Ankara Erkek Lisesi’ni bitirdikten sonra Hâkimiyeti Milliye gazetesinde çalıştı (1930-1935). Bir süre Ankara Hukuk Fakültesinde okuduktan sonra İstanbul Üniversitesi Edebiyat Fakültesi Felsefe bölümüne devam etti; Güzel Sanatlar Akademisinde kitaplık müdürlüğü yaptı. CHP Genel Merkezi’nde Halkevleri Kültür ve Sanat Yayınları’nı yönetti (1938 -1942). Çocuk Esirgeme Kurumu yayın müdürü (1946) oldu. Bu kurumun genel başkanlığına getirildi (1957). Bugün İş Bankası Yönetim Kurulu üyesidir. 1930’lardan başlayarak Görüş, Varlık, Çığır, Ağaç, Gündüz, Yücel gibi sanat dergilerinde çıkan ilk şiirleri hece geleneğinin alışılmış kalıpları içinde, alışılmamış bir anlatım ve imge tazeliği taşıyordu. 1940’tan sonra Ülkü, Varlık, Sanat ve Edebiyat Gazetesi, Şadırvan v.d.de bütün süslerden arınmış, yalın fakat anlam yüklü, enginlik özlemiyle dolup taşan şiirler yayımlamayı sürdürdü. Fakat bugüne kadar şiirlerini kitap haline getirmedi. Tiyatro türünde de eser verdi: Gölgeler (1946), O böyle istemezdi (1948). Psikolojik bir çözümleme eseri olan Bölgeler ile CHP piyes yarışmasında ikincilik kazandı. Bir süre Devlet Tiyatrosu edebi kurul başkanlığı görevini de yürüttü. Dıranas 21 Haziran 1980’de Ankara’da öldü.
Edebi Kişiliği
Dranas’ın şiiri, kendinden öncekilere her ne kadar kalıp bakımından benzerse de, dil ve imge açısından bambaşkadır. Yerli, yabancı çağdaş şiir ustalarının çıraklığını yapmış, çağının, gününün sorunlarına yabancı kalmışsa da, türk şiirine (eski kalıplar içinde) yepyeni bir anlatım, büyüleyici bir imge zenginliği, ulaşılması güç bir ses ve ahenk tazeliği getirmiştir. 1940’tan bu yana yenileşen, biçim ve özce kabuk değiştiren şiir dünyamızda, kitabı olmamasına rağmen, adım unutturmamasını, işlediği konular dışında süsten a-nnmış, «derviş sadeliği» içindeki soylu dili, şaşırtıcı imgeleri yanında büyük bir şiir duygusu, şiir sezgisi ve şiir kurma gücüne borçludur.

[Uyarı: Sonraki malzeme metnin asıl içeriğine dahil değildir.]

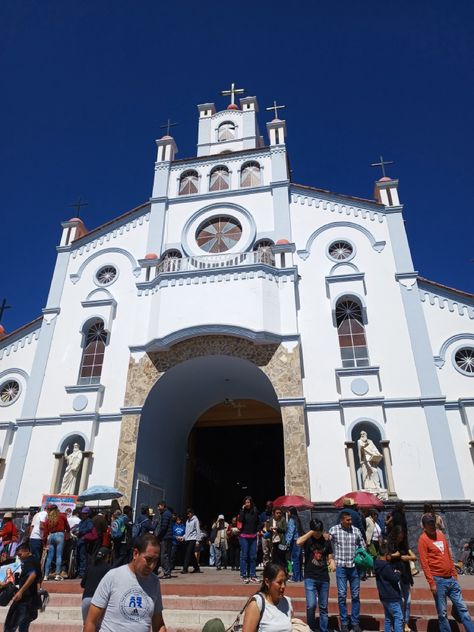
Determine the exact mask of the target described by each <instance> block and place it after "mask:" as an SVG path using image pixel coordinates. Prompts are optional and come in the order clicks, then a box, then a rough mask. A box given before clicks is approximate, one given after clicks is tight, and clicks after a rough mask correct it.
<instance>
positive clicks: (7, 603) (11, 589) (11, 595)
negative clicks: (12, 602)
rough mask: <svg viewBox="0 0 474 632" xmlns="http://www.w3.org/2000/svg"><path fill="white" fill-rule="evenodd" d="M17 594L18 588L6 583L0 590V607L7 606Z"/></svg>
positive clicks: (10, 583) (11, 582)
mask: <svg viewBox="0 0 474 632" xmlns="http://www.w3.org/2000/svg"><path fill="white" fill-rule="evenodd" d="M17 592H18V588H17V587H16V586H15V584H13V583H12V582H8V583H6V584H5V586H2V588H0V606H8V604H9V603H10V601H11V600H12V599H13V597H14V596H15V594H16V593H17Z"/></svg>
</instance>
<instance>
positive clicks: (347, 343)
mask: <svg viewBox="0 0 474 632" xmlns="http://www.w3.org/2000/svg"><path fill="white" fill-rule="evenodd" d="M336 323H337V333H338V336H339V346H340V348H341V358H342V366H343V367H344V368H350V367H360V366H369V354H368V351H367V342H366V339H365V328H364V322H363V319H362V308H361V306H360V304H359V303H358V302H357V301H356V300H354V299H353V298H342V299H340V300H339V301H338V303H337V305H336Z"/></svg>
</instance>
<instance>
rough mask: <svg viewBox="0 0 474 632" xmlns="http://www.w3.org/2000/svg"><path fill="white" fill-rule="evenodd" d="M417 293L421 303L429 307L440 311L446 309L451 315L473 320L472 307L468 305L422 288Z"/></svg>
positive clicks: (419, 288) (437, 293) (459, 300)
mask: <svg viewBox="0 0 474 632" xmlns="http://www.w3.org/2000/svg"><path fill="white" fill-rule="evenodd" d="M419 291H420V299H421V300H422V302H423V303H426V302H428V303H429V304H430V305H433V306H437V307H439V308H440V309H445V308H447V311H449V312H451V313H457V314H459V316H467V317H468V318H469V320H474V306H472V305H468V304H467V303H464V302H463V301H460V300H459V299H457V298H448V297H446V296H443V295H442V294H441V293H439V294H438V293H435V292H432V291H429V290H426V289H424V288H422V287H420V288H419Z"/></svg>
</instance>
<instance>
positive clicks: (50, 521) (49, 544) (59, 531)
mask: <svg viewBox="0 0 474 632" xmlns="http://www.w3.org/2000/svg"><path fill="white" fill-rule="evenodd" d="M46 511H47V512H48V519H47V520H46V522H45V526H44V532H43V537H44V544H45V547H46V548H47V549H48V556H47V558H46V564H45V567H44V578H45V580H47V579H53V577H49V569H50V568H51V562H52V561H53V557H54V554H55V553H56V574H55V576H54V579H55V580H56V581H61V580H62V579H63V577H62V576H61V566H62V562H63V549H64V540H65V537H66V535H67V536H69V530H70V529H69V524H68V521H67V518H66V516H65V515H64V514H62V513H59V510H58V508H57V506H56V505H50V506H49V507H46Z"/></svg>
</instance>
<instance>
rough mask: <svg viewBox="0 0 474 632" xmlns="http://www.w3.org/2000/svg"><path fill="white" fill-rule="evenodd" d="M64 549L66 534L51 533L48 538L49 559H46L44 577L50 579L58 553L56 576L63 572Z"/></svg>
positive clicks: (57, 558) (47, 557) (48, 557)
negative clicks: (55, 558)
mask: <svg viewBox="0 0 474 632" xmlns="http://www.w3.org/2000/svg"><path fill="white" fill-rule="evenodd" d="M63 548H64V533H63V532H62V531H61V532H58V533H51V535H50V536H49V538H48V557H47V558H46V564H45V567H44V576H45V577H48V575H49V568H50V566H51V562H52V561H53V556H54V552H55V551H56V575H59V573H60V572H61V565H62V562H63Z"/></svg>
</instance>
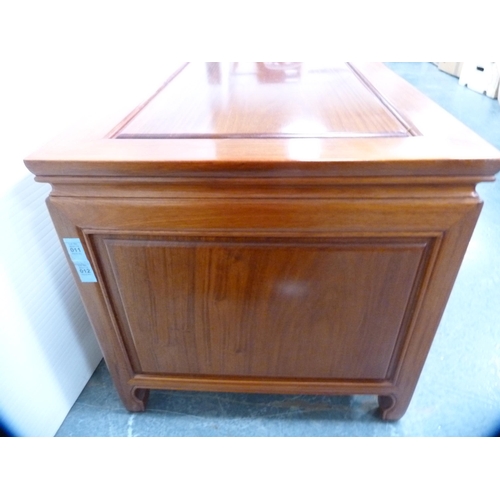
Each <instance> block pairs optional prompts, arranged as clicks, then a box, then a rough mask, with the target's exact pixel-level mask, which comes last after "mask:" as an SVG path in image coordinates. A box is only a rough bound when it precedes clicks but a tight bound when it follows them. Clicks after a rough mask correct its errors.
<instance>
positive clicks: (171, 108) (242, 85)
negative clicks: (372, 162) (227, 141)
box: [115, 63, 410, 139]
mask: <svg viewBox="0 0 500 500" xmlns="http://www.w3.org/2000/svg"><path fill="white" fill-rule="evenodd" d="M408 128H409V125H407V124H405V123H404V122H403V121H402V120H400V119H398V117H397V116H396V115H395V114H394V113H393V112H392V111H391V109H390V108H389V107H388V106H387V105H386V103H384V100H383V98H382V97H381V96H380V94H378V93H377V92H376V90H375V89H374V88H373V87H370V85H369V83H368V82H367V80H366V79H364V78H363V76H362V75H361V74H360V73H357V72H356V71H355V70H354V68H353V67H352V66H350V65H348V64H347V63H323V64H321V63H320V64H306V63H226V64H224V63H193V64H189V65H187V66H186V67H184V68H183V69H182V70H181V71H180V72H179V73H178V74H177V75H176V76H175V77H174V78H173V79H172V80H171V81H170V82H169V83H168V84H167V85H166V86H165V87H164V88H163V89H162V90H161V91H160V92H159V93H158V95H156V96H155V98H154V99H153V100H151V102H149V103H148V104H147V105H146V106H145V107H144V108H143V109H142V110H141V111H140V112H139V113H138V114H137V116H135V117H134V118H133V119H132V120H131V121H130V122H129V123H127V124H126V125H125V126H124V127H123V129H121V130H120V131H119V132H118V133H117V134H116V135H115V137H118V138H143V139H147V138H153V137H154V138H180V137H185V138H203V137H205V138H222V137H228V138H234V137H236V136H237V137H248V138H252V137H267V138H280V137H397V136H407V135H410V132H409V131H408Z"/></svg>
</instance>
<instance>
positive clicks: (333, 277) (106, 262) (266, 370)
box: [99, 237, 426, 379]
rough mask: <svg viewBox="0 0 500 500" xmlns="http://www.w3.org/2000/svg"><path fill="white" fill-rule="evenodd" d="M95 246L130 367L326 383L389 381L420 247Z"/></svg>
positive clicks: (138, 239)
mask: <svg viewBox="0 0 500 500" xmlns="http://www.w3.org/2000/svg"><path fill="white" fill-rule="evenodd" d="M100 238H101V237H99V239H100ZM100 245H103V246H105V247H106V250H107V252H106V253H107V257H108V259H109V261H108V259H106V261H107V262H104V263H103V264H104V265H103V270H104V272H105V275H106V281H107V284H108V286H109V289H110V291H111V296H112V300H113V303H114V306H115V310H116V312H117V315H118V317H119V322H120V325H121V329H122V334H123V335H124V339H125V342H126V344H127V347H128V349H129V351H130V354H131V358H132V360H133V362H135V364H136V365H137V366H136V370H137V371H139V372H142V373H164V374H187V373H189V374H198V375H221V376H249V377H294V378H296V377H308V378H334V379H335V378H347V379H384V378H385V377H387V372H388V368H389V364H390V361H391V357H392V355H393V352H394V348H395V345H396V342H397V340H398V336H399V334H400V329H401V325H402V322H403V319H404V316H405V312H406V310H407V308H408V303H409V300H410V297H411V295H412V290H413V288H414V286H415V284H416V282H417V281H418V280H417V278H418V276H420V273H419V272H418V271H419V266H420V264H421V261H422V258H423V255H424V253H425V249H426V242H424V241H409V242H404V241H387V242H382V241H376V242H369V241H366V242H360V241H357V242H354V241H351V242H349V241H346V242H339V241H320V240H309V241H307V240H306V241H304V240H302V241H300V242H298V241H295V242H293V243H292V242H286V241H284V240H273V241H264V240H245V239H236V240H234V239H233V240H222V239H220V238H212V239H207V238H205V239H188V240H184V241H178V240H170V239H163V240H162V239H144V240H142V239H121V238H109V237H108V238H106V237H105V238H103V240H102V241H101V242H100Z"/></svg>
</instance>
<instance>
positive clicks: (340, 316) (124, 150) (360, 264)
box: [26, 63, 500, 419]
mask: <svg viewBox="0 0 500 500" xmlns="http://www.w3.org/2000/svg"><path fill="white" fill-rule="evenodd" d="M166 76H168V75H166ZM291 125H293V126H291ZM146 136H149V138H141V137H146ZM116 137H121V138H119V139H118V138H116ZM26 165H27V166H28V168H29V169H30V170H31V171H32V172H33V173H35V174H36V175H37V180H39V181H42V182H50V183H51V184H52V186H53V191H52V193H51V196H50V199H49V201H48V205H49V209H50V213H51V216H52V218H53V221H54V224H55V226H56V229H57V231H58V234H59V236H60V237H61V238H68V237H70V238H71V237H73V238H80V240H81V241H82V245H83V247H84V250H85V252H86V254H87V256H88V258H89V261H90V263H91V265H92V267H93V269H94V271H95V274H96V277H97V283H81V282H80V281H79V278H78V276H77V275H76V274H75V279H76V280H77V283H78V286H79V289H80V293H81V295H82V299H83V301H84V304H85V307H86V310H87V312H88V315H89V317H90V320H91V322H92V324H93V327H94V329H95V332H96V335H97V337H98V340H99V343H100V345H101V348H102V350H103V353H104V356H105V359H106V363H107V365H108V367H109V369H110V372H111V374H112V377H113V380H114V382H115V385H116V387H117V390H118V393H119V394H120V397H121V398H122V401H123V402H124V405H125V406H126V407H127V408H128V409H129V410H131V411H142V410H144V409H145V404H146V401H147V394H148V390H149V389H185V390H222V391H246V392H276V393H289V394H290V393H291V394H293V393H309V394H374V395H378V396H379V405H380V413H381V416H382V418H384V419H398V418H400V417H401V416H402V415H403V414H404V413H405V411H406V409H407V407H408V405H409V404H410V401H411V397H412V394H413V391H414V389H415V386H416V384H417V381H418V377H419V375H420V372H421V370H422V367H423V365H424V362H425V358H426V356H427V353H428V352H429V349H430V348H431V344H432V340H433V338H434V335H435V332H436V330H437V327H438V325H439V321H440V318H441V315H442V313H443V311H444V308H445V306H446V301H447V299H448V296H449V294H450V292H451V289H452V286H453V282H454V280H455V277H456V275H457V273H458V270H459V267H460V263H461V261H462V258H463V256H464V253H465V250H466V248H467V244H468V242H469V239H470V236H471V234H472V231H473V229H474V225H475V223H476V220H477V218H478V216H479V213H480V210H481V205H482V204H481V200H480V199H479V198H478V196H477V194H476V192H475V185H476V183H478V182H481V181H488V180H492V179H493V176H494V174H495V173H496V172H497V171H498V170H500V153H499V152H498V151H496V150H495V149H494V148H493V147H492V146H490V145H488V144H487V143H485V141H483V140H482V139H480V138H479V137H478V136H476V135H475V134H473V133H472V132H470V131H469V130H467V129H466V128H465V127H464V126H463V125H462V124H460V123H459V122H457V121H456V120H454V119H453V118H452V117H451V116H450V115H448V114H447V113H445V112H444V111H442V110H440V109H439V108H438V107H437V106H436V105H435V104H434V103H432V102H431V101H429V100H428V99H427V98H425V97H424V96H422V95H421V94H420V93H418V92H417V91H416V90H415V89H413V88H412V87H411V86H410V85H408V84H407V83H405V82H403V81H402V80H401V79H399V78H398V77H396V76H395V75H393V74H392V73H391V72H390V71H389V70H387V68H385V67H384V66H383V65H379V64H372V63H354V64H338V63H329V64H326V65H319V66H318V65H316V66H313V65H307V64H301V63H290V64H282V63H252V64H243V63H239V64H232V65H226V66H224V65H218V64H215V63H208V64H207V65H188V66H186V67H183V68H180V69H179V71H178V72H177V73H175V74H174V75H170V77H169V79H167V80H166V83H165V84H164V86H163V87H162V88H161V89H159V91H158V92H157V93H156V94H154V95H153V96H151V97H150V98H148V99H146V100H145V102H144V103H143V104H142V105H139V106H138V107H137V108H136V109H135V110H134V111H132V112H131V113H130V114H129V115H126V114H124V115H122V116H119V117H117V118H116V120H115V121H112V122H106V123H103V124H102V125H101V126H96V127H94V128H93V129H92V130H90V131H89V133H88V134H87V135H85V136H79V137H73V138H72V137H69V138H68V137H66V138H65V139H64V140H62V141H61V140H60V141H55V142H54V143H52V144H49V145H48V146H47V147H46V148H44V149H43V150H41V151H40V152H38V153H35V154H34V155H32V156H30V157H29V158H27V159H26ZM71 269H72V272H73V273H74V269H73V266H72V267H71Z"/></svg>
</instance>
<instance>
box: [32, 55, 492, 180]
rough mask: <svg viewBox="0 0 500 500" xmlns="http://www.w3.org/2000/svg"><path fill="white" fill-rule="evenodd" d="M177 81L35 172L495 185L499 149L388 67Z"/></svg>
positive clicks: (214, 70)
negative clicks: (337, 180) (439, 182)
mask: <svg viewBox="0 0 500 500" xmlns="http://www.w3.org/2000/svg"><path fill="white" fill-rule="evenodd" d="M174 69H175V68H174ZM167 76H168V78H167V80H166V81H165V82H164V83H163V85H162V86H161V87H160V88H159V89H158V90H157V91H156V92H155V93H153V95H151V96H150V97H149V98H148V99H147V100H146V101H145V102H144V103H143V104H141V105H139V106H138V107H137V108H136V109H134V110H133V111H132V112H130V107H129V108H128V109H127V110H125V112H120V113H119V114H117V116H115V117H111V118H110V119H108V120H107V121H103V122H102V123H101V124H89V126H88V128H87V129H86V130H84V131H82V129H80V130H79V131H78V132H77V133H74V134H69V135H66V136H65V137H63V138H58V139H56V140H54V141H53V142H51V143H49V144H48V145H47V146H45V147H44V148H42V149H41V150H40V151H38V152H36V153H35V154H33V155H31V156H30V157H28V158H26V159H25V163H26V166H27V167H28V169H29V170H30V171H31V172H33V173H34V174H36V175H37V176H40V177H43V176H50V177H51V179H48V180H51V182H52V180H53V179H55V178H56V177H61V176H85V177H87V176H92V177H103V176H113V177H115V176H120V177H138V176H140V177H145V176H146V177H158V176H160V177H164V176H175V177H182V176H198V177H211V176H226V177H228V176H230V177H234V176H240V177H248V176H252V177H338V176H350V177H364V176H372V177H373V176H377V177H378V176H396V177H402V176H403V177H412V176H417V175H418V176H435V175H437V176H440V177H443V176H445V177H449V178H452V177H453V176H457V175H458V176H464V175H465V176H475V177H476V178H484V179H485V180H486V178H487V177H489V178H490V179H491V176H492V175H494V174H495V173H496V172H498V170H500V152H499V151H498V150H497V149H496V148H494V147H493V146H491V145H490V144H488V143H487V142H486V141H485V140H483V139H482V138H480V137H479V136H478V135H477V134H475V133H474V132H472V131H471V130H469V129H468V128H467V127H466V126H465V125H463V124H462V123H460V122H459V121H458V120H457V119H455V118H454V117H452V116H451V115H450V114H448V113H447V112H446V111H444V110H443V109H441V108H440V107H439V106H438V105H437V104H435V103H434V102H433V101H431V100H430V99H429V98H427V97H426V96H424V95H423V94H421V93H420V92H419V91H418V90H416V89H415V88H414V87H412V85H410V84H409V83H407V82H406V81H404V80H403V79H402V78H400V77H399V76H397V75H396V74H395V73H393V72H392V71H390V70H389V69H388V68H387V67H386V66H385V65H383V64H382V63H189V64H184V65H180V66H179V67H177V68H176V69H175V70H171V71H168V72H167V74H166V77H167ZM127 112H128V113H129V114H128V115H127V114H126V113H127ZM103 114H104V115H105V113H104V111H103Z"/></svg>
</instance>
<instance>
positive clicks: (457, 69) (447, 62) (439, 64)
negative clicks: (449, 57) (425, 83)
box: [436, 62, 464, 77]
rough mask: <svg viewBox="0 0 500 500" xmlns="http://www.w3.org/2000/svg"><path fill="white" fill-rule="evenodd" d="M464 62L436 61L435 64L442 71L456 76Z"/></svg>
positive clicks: (461, 66) (451, 74)
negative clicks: (435, 62)
mask: <svg viewBox="0 0 500 500" xmlns="http://www.w3.org/2000/svg"><path fill="white" fill-rule="evenodd" d="M463 65H464V63H456V62H454V63H452V62H444V63H437V64H436V66H437V67H438V69H439V70H440V71H444V72H445V73H448V74H449V75H453V76H457V77H460V73H461V72H462V67H463Z"/></svg>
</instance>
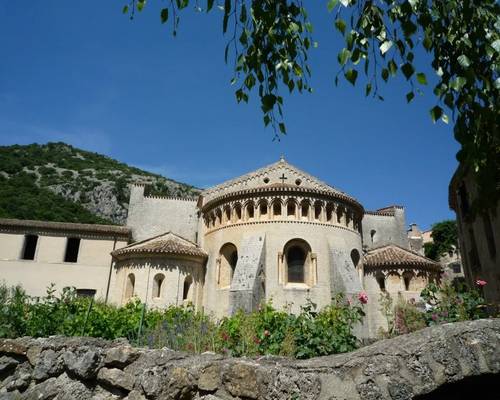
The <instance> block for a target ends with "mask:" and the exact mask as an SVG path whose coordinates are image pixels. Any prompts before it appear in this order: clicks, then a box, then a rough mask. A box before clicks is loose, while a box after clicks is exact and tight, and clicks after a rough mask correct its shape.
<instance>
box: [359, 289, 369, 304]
mask: <svg viewBox="0 0 500 400" xmlns="http://www.w3.org/2000/svg"><path fill="white" fill-rule="evenodd" d="M358 300H359V301H360V302H361V303H362V304H366V303H368V295H367V294H366V293H365V292H360V293H359V294H358Z"/></svg>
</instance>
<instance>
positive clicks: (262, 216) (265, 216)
mask: <svg viewBox="0 0 500 400" xmlns="http://www.w3.org/2000/svg"><path fill="white" fill-rule="evenodd" d="M258 210H259V219H267V218H269V203H268V201H267V200H266V199H260V200H259V202H258Z"/></svg>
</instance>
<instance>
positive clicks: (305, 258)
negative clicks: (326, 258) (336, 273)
mask: <svg viewBox="0 0 500 400" xmlns="http://www.w3.org/2000/svg"><path fill="white" fill-rule="evenodd" d="M278 260H279V263H278V272H279V276H280V278H281V279H280V283H282V284H284V285H304V286H308V287H310V286H314V285H315V284H316V282H317V277H316V275H317V260H316V254H314V253H313V252H312V250H311V246H310V245H309V243H307V242H306V241H305V240H304V239H299V238H297V239H292V240H289V241H288V242H287V243H286V244H285V246H284V247H283V252H282V253H280V254H279V257H278Z"/></svg>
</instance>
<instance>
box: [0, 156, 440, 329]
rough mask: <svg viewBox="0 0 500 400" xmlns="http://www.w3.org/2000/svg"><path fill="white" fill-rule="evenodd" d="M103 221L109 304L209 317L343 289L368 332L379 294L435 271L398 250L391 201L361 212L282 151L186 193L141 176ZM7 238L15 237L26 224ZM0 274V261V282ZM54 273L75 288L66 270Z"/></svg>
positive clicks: (327, 295)
mask: <svg viewBox="0 0 500 400" xmlns="http://www.w3.org/2000/svg"><path fill="white" fill-rule="evenodd" d="M28 225H29V224H28ZM110 229H111V228H110ZM113 229H123V235H125V236H120V237H121V238H125V237H126V235H131V240H130V242H131V244H129V245H128V246H125V244H126V240H125V239H124V240H122V241H119V243H117V244H113V246H115V247H114V249H112V248H111V244H112V243H114V242H112V241H111V242H109V245H108V247H105V246H104V247H102V257H103V258H106V257H108V258H107V261H108V265H107V267H108V269H106V268H104V269H103V270H102V271H103V274H102V277H101V276H100V275H99V277H98V275H95V276H94V278H95V279H96V282H97V281H99V282H101V281H102V282H103V283H100V284H99V285H100V286H99V285H96V289H95V290H96V295H97V296H100V297H104V296H103V293H104V291H103V289H102V288H103V287H106V288H107V290H106V294H107V296H106V297H107V298H109V301H111V302H113V303H115V304H124V303H126V302H127V301H128V300H129V299H130V298H131V297H132V296H137V297H139V298H140V299H141V300H142V301H144V302H146V303H147V304H148V306H151V307H167V306H169V305H182V304H186V303H192V304H194V306H195V307H196V308H198V309H202V308H203V309H204V310H205V311H206V312H207V313H210V314H212V315H214V316H215V317H217V318H220V317H223V316H225V315H228V314H231V313H233V312H235V311H236V310H238V309H243V310H246V311H250V310H252V309H255V308H256V307H257V306H258V305H259V303H260V302H262V301H263V300H266V301H272V302H273V305H274V306H275V307H278V308H286V309H288V310H290V311H291V312H297V311H299V310H300V307H301V306H302V305H304V304H306V302H308V301H312V302H314V303H316V304H317V305H318V306H319V307H323V306H325V305H327V304H329V303H330V301H331V299H332V297H334V296H335V295H336V294H337V293H339V292H343V293H345V294H346V295H347V296H349V297H355V296H357V295H358V294H359V293H360V292H362V291H366V292H367V293H368V296H369V303H368V316H367V318H366V323H365V326H364V327H363V329H362V331H361V332H359V333H360V335H361V336H365V337H368V336H375V335H376V332H377V331H378V329H379V328H380V327H383V326H384V321H383V318H382V316H381V314H380V312H379V308H380V307H379V304H378V299H379V298H380V295H381V294H383V293H390V294H391V295H393V296H400V297H402V298H405V299H410V298H414V299H416V300H418V296H419V292H420V290H421V289H422V288H423V287H424V286H425V284H426V283H427V282H428V281H429V280H433V279H437V278H438V276H439V273H440V267H439V265H438V264H437V263H435V262H433V261H431V260H428V259H426V258H425V257H423V256H422V255H421V254H419V253H418V252H416V251H413V250H411V249H410V244H409V243H410V242H409V240H408V235H407V231H406V222H405V212H404V209H403V208H402V207H399V206H390V207H385V208H383V209H380V210H377V211H366V210H365V209H364V207H363V206H362V204H361V203H360V202H358V201H357V200H356V199H354V198H353V197H352V196H350V195H348V194H346V193H344V192H342V191H340V190H338V189H336V188H334V187H332V186H330V185H328V184H326V183H324V182H321V181H320V180H318V179H317V178H315V177H313V176H311V175H309V174H307V173H306V172H304V171H302V170H300V169H298V168H296V167H294V166H293V165H291V164H289V163H288V162H286V161H285V160H284V159H280V160H279V161H278V162H276V163H274V164H271V165H268V166H266V167H264V168H261V169H258V170H256V171H253V172H251V173H249V174H246V175H243V176H240V177H238V178H235V179H232V180H229V181H227V182H224V183H221V184H220V185H217V186H214V187H211V188H208V189H206V190H204V191H203V192H202V193H201V195H200V196H199V198H197V199H177V198H158V197H150V196H147V195H145V187H144V186H143V185H133V187H132V188H131V197H130V205H129V213H128V219H127V227H123V228H121V227H113ZM61 234H62V233H61ZM106 234H107V233H106ZM106 238H108V236H106ZM9 240H10V239H9ZM16 240H18V242H19V243H21V242H22V241H23V240H24V241H25V242H26V240H27V239H26V234H25V233H24V232H19V237H17V239H16ZM99 240H104V241H105V238H104V237H102V238H98V240H96V243H97V242H98V243H99V244H100V245H101V242H100V241H99ZM106 240H108V239H106ZM0 243H2V242H0ZM96 246H97V244H96ZM18 247H19V246H18ZM2 251H3V250H2ZM17 251H18V252H17V253H16V254H11V255H10V257H11V258H13V259H14V258H15V257H17V255H18V254H19V251H21V250H19V249H18V250H17ZM109 252H111V255H112V263H111V259H109ZM4 257H5V256H4V255H2V254H0V258H4ZM7 258H8V257H7ZM6 262H7V263H8V262H11V261H1V263H3V264H5V263H6ZM3 264H0V268H2V267H3ZM103 264H104V265H106V263H103ZM110 266H112V267H111V269H109V268H110ZM44 268H48V267H45V266H43V267H42V268H39V269H40V270H43V269H44ZM19 271H21V268H19V269H18V272H17V275H16V276H17V278H16V279H17V280H16V279H14V278H12V277H7V278H8V279H7V281H8V282H17V281H19V282H21V283H23V282H22V281H23V280H24V278H23V274H21V272H19ZM106 271H110V274H109V273H108V275H109V277H108V278H106ZM50 276H51V275H48V276H47V277H46V280H47V279H49V278H50ZM5 277H6V275H5V273H4V270H3V269H1V270H0V280H1V279H2V278H4V279H5ZM58 279H59V278H58ZM82 279H83V278H82ZM85 279H91V278H89V277H87V278H85ZM106 279H107V280H106ZM59 283H60V284H61V285H62V284H68V285H70V284H71V285H73V286H76V287H80V286H81V285H80V282H79V281H78V279H75V280H74V282H73V283H70V282H69V281H64V282H62V281H61V282H59ZM30 285H31V284H30ZM34 285H35V286H36V284H34ZM86 285H87V286H88V284H86ZM103 285H104V286H103ZM44 286H45V285H42V284H40V285H39V288H38V289H37V290H38V291H40V288H43V287H44ZM97 286H99V287H97ZM29 287H30V288H31V287H32V286H29ZM33 288H34V287H33Z"/></svg>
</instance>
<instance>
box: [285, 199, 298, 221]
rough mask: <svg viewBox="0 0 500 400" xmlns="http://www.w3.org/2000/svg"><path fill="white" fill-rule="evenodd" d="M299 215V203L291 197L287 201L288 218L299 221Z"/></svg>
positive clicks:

Şiirlerinde, gönül kapılarına «bir mevsim gibi varıp, bir mevsim gibi» geçer; «içindeki» karanlıklara, mağaralara, inlere güneş ışıklan salmak ister hep. Bu karanlıklardan ışığa çıkmak özlemindedir. Fakat daha çok, gerilerde kalmış güzel günlerin anısında ve geçip giden bir ömrün geri dönülmezliğinde durmadan bunalan ruhuna bir ışık, sıcak bir destek aramaktadır. Bu destek, kimi zaman «güzel»e, «yeni»ye doğru koşan bir sonsuzluk, bir genişlik duygusudur; kimi zaman da, «yemişlerin dallarda sallandığı, gecelerin bir deniz gibi aktığı» günlerin tatlı anısı. Ağrı dağı adlı şiirinde, o içini saran «büyüklük» duygusunu bir an için somutlaştıran dağa bakarken, her şeyin sisler, bilinmezlikler içinde olduğunu görür. Onun gözünde bir saraydır bu dağ; her şey bu sarayın ardından görünür o insana: sevmek, yaşamak ve ölüm.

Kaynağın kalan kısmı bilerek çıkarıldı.